As noted, another approach to improve the immunogenicity of Towne has recently been reported, in which a HCMV DNA vaccine was used to prime for memory responses [53]. The priming effect of VCL-CT02, a DNA vaccine containing HCMV genes pp65, IE1 and gB (cloned from the AD169 strain), along with Towne vaccination, was evaluated in a series of Phase I clinical trials in healthy HCMV-seronegative volunteers [53]. HCMV-specific memory T cells were detected by cultured INF-γ ELISpot assay in 60% of subjects (three out of five) primed intramuscularly. The median time to first pp65 T-cell response and gB antibody response after Towne vaccination was 14 days for DNA-primed subjects and 28 days for controls administered Towne only, suggesting a more rapid induction of antigen-specific responses (all p < 0.05 by log-rank test). Although the DNA vaccine alone had minimal immunogenicity, vaccination with VCL-CT02 was found to be able to safely prime for an anamnestic response to administration of the Towne vaccine. In the intramuscular or intradermal trial, VCL-CT02 was well tolerated with no severe AEs.

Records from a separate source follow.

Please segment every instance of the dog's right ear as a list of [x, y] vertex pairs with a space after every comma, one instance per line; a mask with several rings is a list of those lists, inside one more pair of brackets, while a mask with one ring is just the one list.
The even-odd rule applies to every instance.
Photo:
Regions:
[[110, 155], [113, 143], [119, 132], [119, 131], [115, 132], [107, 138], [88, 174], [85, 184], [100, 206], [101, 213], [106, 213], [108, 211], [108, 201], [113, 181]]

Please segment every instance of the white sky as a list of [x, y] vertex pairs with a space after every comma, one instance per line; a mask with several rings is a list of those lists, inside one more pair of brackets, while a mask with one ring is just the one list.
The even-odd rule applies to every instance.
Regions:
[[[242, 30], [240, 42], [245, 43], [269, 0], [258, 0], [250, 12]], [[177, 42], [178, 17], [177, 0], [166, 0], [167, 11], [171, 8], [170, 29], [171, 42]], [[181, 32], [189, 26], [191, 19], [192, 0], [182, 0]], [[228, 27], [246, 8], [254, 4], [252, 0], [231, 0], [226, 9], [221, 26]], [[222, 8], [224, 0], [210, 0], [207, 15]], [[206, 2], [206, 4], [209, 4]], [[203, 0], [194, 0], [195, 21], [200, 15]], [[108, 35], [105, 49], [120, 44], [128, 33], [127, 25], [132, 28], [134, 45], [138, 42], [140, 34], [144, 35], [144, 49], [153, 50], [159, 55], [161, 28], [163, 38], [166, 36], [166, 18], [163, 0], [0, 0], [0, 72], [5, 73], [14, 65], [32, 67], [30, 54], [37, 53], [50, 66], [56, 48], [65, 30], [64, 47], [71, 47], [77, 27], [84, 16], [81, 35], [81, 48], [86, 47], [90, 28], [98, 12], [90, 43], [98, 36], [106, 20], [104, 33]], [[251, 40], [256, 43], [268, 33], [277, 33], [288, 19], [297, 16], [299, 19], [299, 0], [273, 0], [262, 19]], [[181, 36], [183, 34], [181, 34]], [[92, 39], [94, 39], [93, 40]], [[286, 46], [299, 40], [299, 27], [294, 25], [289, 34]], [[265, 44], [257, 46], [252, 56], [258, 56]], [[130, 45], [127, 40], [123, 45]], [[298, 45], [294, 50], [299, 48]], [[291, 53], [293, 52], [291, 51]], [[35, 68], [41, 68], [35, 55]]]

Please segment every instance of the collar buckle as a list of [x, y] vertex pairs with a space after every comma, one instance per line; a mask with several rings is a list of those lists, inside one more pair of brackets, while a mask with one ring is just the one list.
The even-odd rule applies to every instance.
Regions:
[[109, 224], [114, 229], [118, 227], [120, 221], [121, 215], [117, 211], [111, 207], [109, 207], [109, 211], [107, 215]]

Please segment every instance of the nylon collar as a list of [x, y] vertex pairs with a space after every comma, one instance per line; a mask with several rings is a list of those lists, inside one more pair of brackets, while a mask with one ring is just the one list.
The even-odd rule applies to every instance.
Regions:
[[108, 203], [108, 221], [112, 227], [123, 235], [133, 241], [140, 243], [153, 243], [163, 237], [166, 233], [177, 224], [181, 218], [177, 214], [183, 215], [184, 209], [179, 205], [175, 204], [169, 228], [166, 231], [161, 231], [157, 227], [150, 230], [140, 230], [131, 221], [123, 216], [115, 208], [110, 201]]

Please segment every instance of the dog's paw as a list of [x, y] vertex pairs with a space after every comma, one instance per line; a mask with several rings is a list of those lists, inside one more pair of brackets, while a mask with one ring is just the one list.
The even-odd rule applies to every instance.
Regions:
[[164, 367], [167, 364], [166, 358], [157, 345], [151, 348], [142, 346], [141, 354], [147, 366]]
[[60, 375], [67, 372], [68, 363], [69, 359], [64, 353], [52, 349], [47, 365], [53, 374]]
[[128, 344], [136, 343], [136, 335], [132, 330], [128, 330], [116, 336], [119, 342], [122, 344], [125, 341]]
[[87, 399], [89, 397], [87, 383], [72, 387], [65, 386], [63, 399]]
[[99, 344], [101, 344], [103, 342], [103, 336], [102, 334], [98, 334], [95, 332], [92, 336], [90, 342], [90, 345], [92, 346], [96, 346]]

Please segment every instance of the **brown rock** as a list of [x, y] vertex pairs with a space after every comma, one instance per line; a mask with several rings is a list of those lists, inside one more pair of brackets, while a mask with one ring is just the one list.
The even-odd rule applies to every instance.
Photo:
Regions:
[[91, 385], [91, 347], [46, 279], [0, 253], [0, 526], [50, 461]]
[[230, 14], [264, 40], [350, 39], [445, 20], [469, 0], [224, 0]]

The most common AEs observed were mild and transient local reactions, such as pain, erythema and swelling at the injection site. All urine HCMV cultures obtained after Towne vaccination were negative in all subjects. Further studies attempting to increase and optimize immunogenicity and to test its capability of moderating the course of HCMV infection would be beneficial.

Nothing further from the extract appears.